Panoply: a rede social que tenta ajudar no combate à depressão

Por Redação | 03.04.2015 às 07:40

Apesar de representar uma das doenças mais comuns da era moderna, a depressão é conhecida desde a antiguidade. É muito importante lembrar que estamos falando de uma patologia, portanto exige um tratamento médico adequado. Mas até que ponto uma ferramenta mais atual, como um site, poderia ajudar pessoas depressivas?

Pesquisadores do Media Lab do MIT e da Universidade Northwestern resolveram testar intervenções baseadas na web para ajudar a melhorar a saúde mental dos internautas e criaram uma rede social experimental chamada Panoply, que visa ajudar usuários a diminuir sua ansiedade e reverter os sintomas da depressão.

A ideia do site é treinar os usuários para reformular e reavaliar pensamentos negativos, com a incorporação de uma técnica já estabelecida chamada terapia cognitivo-comportamental a uma interface não ameaçadora e atraente. Assim como outras redes sociais, o Panoply vai cumprir seu objetivo de conectar pessoas, mas de uma forma mais específica e estruturada, tentando fazer com que elas olhem para uma situação problemática a partir de diferentes perspectivas.

Panoply

Imagem: Reprodução / Wired

Quando uma pessoa está estressada, por exemplo, elas escrevem no Panoply o que está lhe causando problemas. Então, os demais usuários respondem o post com uma opinião contrastante, que ajude a pessoa a ter uma nova visão sobre a situação. Os comentários são controlados para garantir que o dono da postagem não sofra abusos – como acontecia durante o boom do app Secret, que tinha como objetivo inicial dar espaço para as pessoas desabafarem e receber conselhos sobre os problemas compartilhados.

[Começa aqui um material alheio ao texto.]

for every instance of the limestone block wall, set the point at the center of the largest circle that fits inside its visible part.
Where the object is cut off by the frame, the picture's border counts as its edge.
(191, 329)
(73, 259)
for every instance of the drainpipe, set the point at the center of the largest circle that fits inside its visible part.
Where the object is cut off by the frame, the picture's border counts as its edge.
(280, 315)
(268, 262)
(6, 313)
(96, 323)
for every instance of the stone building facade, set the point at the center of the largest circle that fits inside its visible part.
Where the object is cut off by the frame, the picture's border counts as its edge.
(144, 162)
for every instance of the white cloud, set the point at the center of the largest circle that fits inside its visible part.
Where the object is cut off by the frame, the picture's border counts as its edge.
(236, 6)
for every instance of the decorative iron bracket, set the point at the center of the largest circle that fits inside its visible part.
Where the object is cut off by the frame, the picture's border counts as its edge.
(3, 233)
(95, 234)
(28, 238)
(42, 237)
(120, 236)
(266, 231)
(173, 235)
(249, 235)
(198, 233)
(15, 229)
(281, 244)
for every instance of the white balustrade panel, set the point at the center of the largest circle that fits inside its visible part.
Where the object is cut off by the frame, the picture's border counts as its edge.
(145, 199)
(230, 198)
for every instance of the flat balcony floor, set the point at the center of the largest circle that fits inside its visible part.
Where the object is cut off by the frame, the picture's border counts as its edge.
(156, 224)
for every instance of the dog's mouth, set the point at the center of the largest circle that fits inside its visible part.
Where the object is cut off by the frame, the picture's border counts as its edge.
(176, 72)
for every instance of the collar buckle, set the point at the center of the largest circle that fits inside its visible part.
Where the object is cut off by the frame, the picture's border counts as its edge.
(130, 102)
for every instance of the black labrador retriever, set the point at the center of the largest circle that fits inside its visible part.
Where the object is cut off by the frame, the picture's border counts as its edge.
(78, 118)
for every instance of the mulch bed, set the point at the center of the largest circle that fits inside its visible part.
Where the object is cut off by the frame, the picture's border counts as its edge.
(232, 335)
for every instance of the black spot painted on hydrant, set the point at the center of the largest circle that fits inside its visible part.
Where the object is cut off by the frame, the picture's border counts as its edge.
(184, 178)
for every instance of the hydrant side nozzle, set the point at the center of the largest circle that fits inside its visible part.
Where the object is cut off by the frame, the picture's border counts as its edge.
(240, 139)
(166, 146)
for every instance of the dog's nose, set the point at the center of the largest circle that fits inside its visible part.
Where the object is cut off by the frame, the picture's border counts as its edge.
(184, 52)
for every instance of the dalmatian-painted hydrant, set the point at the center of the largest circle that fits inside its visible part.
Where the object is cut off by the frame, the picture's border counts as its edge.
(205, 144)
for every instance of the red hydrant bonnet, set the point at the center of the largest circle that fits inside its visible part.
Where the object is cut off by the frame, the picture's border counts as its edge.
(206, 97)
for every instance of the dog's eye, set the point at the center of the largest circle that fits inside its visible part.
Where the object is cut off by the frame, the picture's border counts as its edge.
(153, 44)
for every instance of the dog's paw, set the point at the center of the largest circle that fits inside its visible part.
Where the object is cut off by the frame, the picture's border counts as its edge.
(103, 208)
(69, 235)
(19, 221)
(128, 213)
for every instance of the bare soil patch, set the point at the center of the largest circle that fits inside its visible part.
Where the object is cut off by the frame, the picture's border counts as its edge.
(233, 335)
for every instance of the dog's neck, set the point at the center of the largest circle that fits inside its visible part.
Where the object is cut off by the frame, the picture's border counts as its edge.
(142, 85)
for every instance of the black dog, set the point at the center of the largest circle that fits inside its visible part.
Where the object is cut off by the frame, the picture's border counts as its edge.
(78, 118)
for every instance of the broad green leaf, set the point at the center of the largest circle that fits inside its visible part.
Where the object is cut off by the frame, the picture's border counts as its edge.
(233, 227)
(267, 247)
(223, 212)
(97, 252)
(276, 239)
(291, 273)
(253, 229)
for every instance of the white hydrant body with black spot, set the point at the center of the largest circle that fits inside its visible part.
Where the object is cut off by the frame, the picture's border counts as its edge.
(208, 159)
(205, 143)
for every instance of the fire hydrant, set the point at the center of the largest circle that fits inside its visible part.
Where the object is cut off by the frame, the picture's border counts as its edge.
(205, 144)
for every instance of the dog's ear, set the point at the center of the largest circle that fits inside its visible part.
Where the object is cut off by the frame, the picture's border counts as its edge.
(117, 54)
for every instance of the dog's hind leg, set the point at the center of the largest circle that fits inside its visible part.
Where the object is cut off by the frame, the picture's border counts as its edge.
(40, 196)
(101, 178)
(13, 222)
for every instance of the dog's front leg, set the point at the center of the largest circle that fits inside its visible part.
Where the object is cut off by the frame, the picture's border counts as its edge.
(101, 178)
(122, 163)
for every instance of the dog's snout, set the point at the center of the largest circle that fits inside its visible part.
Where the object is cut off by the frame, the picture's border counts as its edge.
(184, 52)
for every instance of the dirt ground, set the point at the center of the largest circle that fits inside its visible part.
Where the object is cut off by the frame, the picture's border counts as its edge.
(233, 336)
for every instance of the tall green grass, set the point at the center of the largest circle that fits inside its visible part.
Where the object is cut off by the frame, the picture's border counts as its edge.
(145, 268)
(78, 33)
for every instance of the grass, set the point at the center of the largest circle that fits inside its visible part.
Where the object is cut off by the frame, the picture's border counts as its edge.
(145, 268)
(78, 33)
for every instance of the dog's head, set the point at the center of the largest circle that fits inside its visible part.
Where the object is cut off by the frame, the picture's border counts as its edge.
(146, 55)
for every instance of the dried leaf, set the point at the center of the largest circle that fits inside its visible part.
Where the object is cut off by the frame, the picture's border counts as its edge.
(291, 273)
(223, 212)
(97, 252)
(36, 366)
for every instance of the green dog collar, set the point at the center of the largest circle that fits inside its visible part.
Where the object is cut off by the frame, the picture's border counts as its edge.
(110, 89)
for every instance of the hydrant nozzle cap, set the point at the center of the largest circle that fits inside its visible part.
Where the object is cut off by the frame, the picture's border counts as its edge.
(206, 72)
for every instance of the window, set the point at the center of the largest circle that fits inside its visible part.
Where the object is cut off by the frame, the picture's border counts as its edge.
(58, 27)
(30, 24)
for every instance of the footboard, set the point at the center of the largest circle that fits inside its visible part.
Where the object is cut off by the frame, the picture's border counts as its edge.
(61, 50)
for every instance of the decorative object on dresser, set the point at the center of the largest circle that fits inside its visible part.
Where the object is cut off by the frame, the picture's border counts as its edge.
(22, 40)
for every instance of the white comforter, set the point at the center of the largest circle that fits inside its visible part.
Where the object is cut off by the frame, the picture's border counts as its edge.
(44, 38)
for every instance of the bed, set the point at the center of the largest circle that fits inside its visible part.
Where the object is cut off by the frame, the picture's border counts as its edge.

O estudo do Panoply envolveu 166 pessoas ao longo de um período de três semanas e os pesquisadores sugeriram uma interação mínima de 25 minutos por semana para ver os resultados. Depois do teste ter confirmado sua efetividade, Robert Morris, que utilizou o Panoply como sua tese de doutorado no MIT, está trabalhando para transformar a ideia em um aplicativo comercial, que possa ser distribuído para o público em geral.

Morris acredita que o site poderia ter um apelo mainstream e dinâmico se comparado aos livros de autoajuda e todas as coisas relacionadas a vida saudável. Para ele, essa é uma alternativa ao "conteúdo didático estático para ensinar técnicas terapêuticas".